Il presidente del Senato Ignazio La Russa ha pubblicato un video per rispondere al senatore Carlo Calenda che in un evento pubblico lo aveva accusato di non sapere chi rappresentasse un busto che ha nel suo ufficio al Senato. Secondo Calenda uno dei busti raffigurerebbe l’imperatore Tito e non Augusto, come aveva sentito dire da La Russa. Anche se probabilmente in modo inconsapevole, i due hanno ripreso un dibattito di grande diffusione qualche anno fa su quanto le persone pensino all’Impero romano, secondo cui gli uomini ci penserebbero molto più di frequente delle donne.

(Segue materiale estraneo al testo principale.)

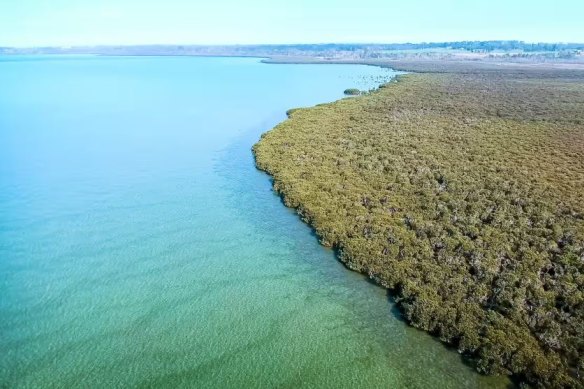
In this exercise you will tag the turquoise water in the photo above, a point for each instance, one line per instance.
(139, 246)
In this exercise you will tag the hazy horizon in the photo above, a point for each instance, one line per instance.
(34, 23)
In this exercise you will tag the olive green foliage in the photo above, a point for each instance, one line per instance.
(464, 194)
(352, 92)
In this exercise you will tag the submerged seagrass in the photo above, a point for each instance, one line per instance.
(464, 193)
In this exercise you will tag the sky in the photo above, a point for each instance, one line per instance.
(26, 23)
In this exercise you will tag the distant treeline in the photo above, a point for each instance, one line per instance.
(301, 49)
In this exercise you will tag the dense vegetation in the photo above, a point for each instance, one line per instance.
(463, 193)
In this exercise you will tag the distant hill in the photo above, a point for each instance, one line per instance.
(474, 49)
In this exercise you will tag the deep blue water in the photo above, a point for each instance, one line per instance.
(140, 246)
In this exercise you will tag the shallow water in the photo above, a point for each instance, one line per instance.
(140, 246)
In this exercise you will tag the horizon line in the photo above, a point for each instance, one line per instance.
(324, 43)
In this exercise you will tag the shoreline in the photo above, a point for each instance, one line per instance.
(288, 190)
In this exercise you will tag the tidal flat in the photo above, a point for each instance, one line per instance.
(461, 189)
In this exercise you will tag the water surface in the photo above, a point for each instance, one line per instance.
(140, 246)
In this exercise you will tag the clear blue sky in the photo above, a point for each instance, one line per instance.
(80, 22)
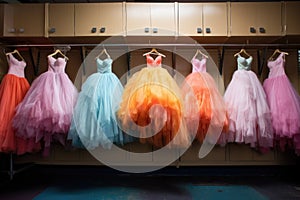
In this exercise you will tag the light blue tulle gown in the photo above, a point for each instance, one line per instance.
(94, 120)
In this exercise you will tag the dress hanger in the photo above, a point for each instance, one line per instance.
(154, 52)
(17, 52)
(56, 52)
(274, 53)
(103, 52)
(201, 53)
(242, 51)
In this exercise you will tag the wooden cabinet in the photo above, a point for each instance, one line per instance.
(98, 19)
(292, 15)
(61, 19)
(256, 19)
(203, 19)
(150, 19)
(24, 20)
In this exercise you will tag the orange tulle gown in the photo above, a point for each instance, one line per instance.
(152, 107)
(13, 88)
(205, 108)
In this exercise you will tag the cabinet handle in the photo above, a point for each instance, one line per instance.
(102, 29)
(262, 30)
(12, 30)
(252, 30)
(21, 30)
(52, 30)
(94, 30)
(208, 30)
(199, 30)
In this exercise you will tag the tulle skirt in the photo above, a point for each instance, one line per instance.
(46, 111)
(94, 120)
(205, 107)
(12, 92)
(284, 103)
(152, 109)
(249, 114)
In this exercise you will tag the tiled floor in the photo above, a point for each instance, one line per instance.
(272, 182)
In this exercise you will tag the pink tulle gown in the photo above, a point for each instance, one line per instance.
(249, 114)
(13, 88)
(284, 104)
(46, 111)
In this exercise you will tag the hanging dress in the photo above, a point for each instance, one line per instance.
(13, 88)
(94, 120)
(249, 114)
(284, 103)
(46, 111)
(205, 107)
(152, 107)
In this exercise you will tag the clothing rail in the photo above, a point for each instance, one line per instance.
(151, 45)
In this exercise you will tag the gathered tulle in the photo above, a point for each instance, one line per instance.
(285, 107)
(152, 109)
(205, 107)
(94, 120)
(12, 92)
(249, 114)
(46, 111)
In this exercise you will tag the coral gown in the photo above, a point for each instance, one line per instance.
(284, 103)
(94, 120)
(205, 107)
(249, 114)
(152, 107)
(46, 111)
(13, 88)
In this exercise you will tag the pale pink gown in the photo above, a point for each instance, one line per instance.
(284, 103)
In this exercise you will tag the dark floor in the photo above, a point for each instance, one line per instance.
(280, 183)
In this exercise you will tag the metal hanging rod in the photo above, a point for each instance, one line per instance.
(152, 45)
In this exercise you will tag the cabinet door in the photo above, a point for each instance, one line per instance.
(163, 19)
(24, 20)
(138, 18)
(190, 19)
(292, 17)
(87, 17)
(111, 19)
(242, 18)
(61, 19)
(268, 18)
(215, 19)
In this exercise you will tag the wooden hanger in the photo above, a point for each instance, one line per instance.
(201, 53)
(242, 51)
(61, 53)
(154, 52)
(17, 52)
(103, 52)
(274, 53)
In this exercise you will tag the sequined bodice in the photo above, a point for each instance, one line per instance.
(277, 66)
(16, 67)
(104, 66)
(199, 65)
(151, 62)
(56, 65)
(244, 63)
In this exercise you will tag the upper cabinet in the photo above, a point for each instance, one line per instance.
(256, 18)
(150, 19)
(61, 19)
(203, 19)
(292, 13)
(26, 20)
(98, 19)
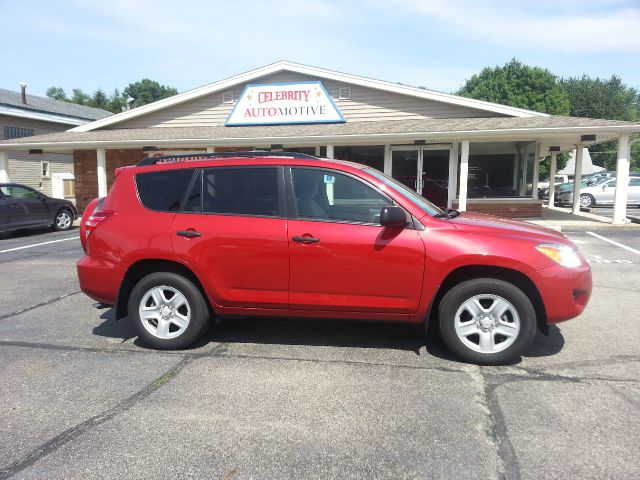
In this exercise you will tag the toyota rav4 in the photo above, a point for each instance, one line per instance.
(180, 240)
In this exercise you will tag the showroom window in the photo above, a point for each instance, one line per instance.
(371, 155)
(501, 170)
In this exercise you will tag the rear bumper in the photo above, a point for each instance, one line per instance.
(99, 280)
(565, 291)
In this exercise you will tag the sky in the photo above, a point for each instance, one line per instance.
(437, 44)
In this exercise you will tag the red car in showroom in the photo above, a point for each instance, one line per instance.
(180, 240)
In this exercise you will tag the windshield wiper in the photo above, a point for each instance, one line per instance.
(447, 213)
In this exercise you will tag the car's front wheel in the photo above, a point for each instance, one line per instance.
(168, 311)
(586, 200)
(487, 321)
(63, 220)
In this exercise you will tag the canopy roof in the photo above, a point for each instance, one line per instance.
(555, 128)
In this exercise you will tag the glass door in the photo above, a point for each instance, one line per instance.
(405, 165)
(423, 169)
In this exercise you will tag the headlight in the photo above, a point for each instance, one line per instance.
(561, 254)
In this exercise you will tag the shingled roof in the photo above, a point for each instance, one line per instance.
(48, 105)
(424, 128)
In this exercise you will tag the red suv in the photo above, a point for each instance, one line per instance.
(182, 239)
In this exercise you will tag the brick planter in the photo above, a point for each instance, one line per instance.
(525, 208)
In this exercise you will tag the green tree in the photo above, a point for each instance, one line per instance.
(57, 93)
(519, 85)
(99, 100)
(116, 102)
(80, 97)
(147, 91)
(608, 99)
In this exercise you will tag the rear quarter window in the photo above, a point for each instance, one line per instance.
(163, 191)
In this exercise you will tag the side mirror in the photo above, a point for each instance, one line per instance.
(393, 217)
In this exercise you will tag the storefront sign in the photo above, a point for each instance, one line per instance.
(281, 103)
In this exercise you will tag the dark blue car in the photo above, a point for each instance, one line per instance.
(24, 207)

Nel video di risposta La Russa, che mostra il busto in questione, dice di aver fatto delle verifiche e che Calenda si sbaglia perché «chiunque può essere tranne che Tito perché quello aveva i capelli mentre questo [indicando il busto] capelli non ne ha». La Russa dice poi che secondo alcuni esperti il busto raffigurerebbe Augusto o Traiano. Dice anche che risulta che lo scultore non volesse rappresentare un imperatore specifico ma semplicemente «lo stereotipo» di un imperatore romano.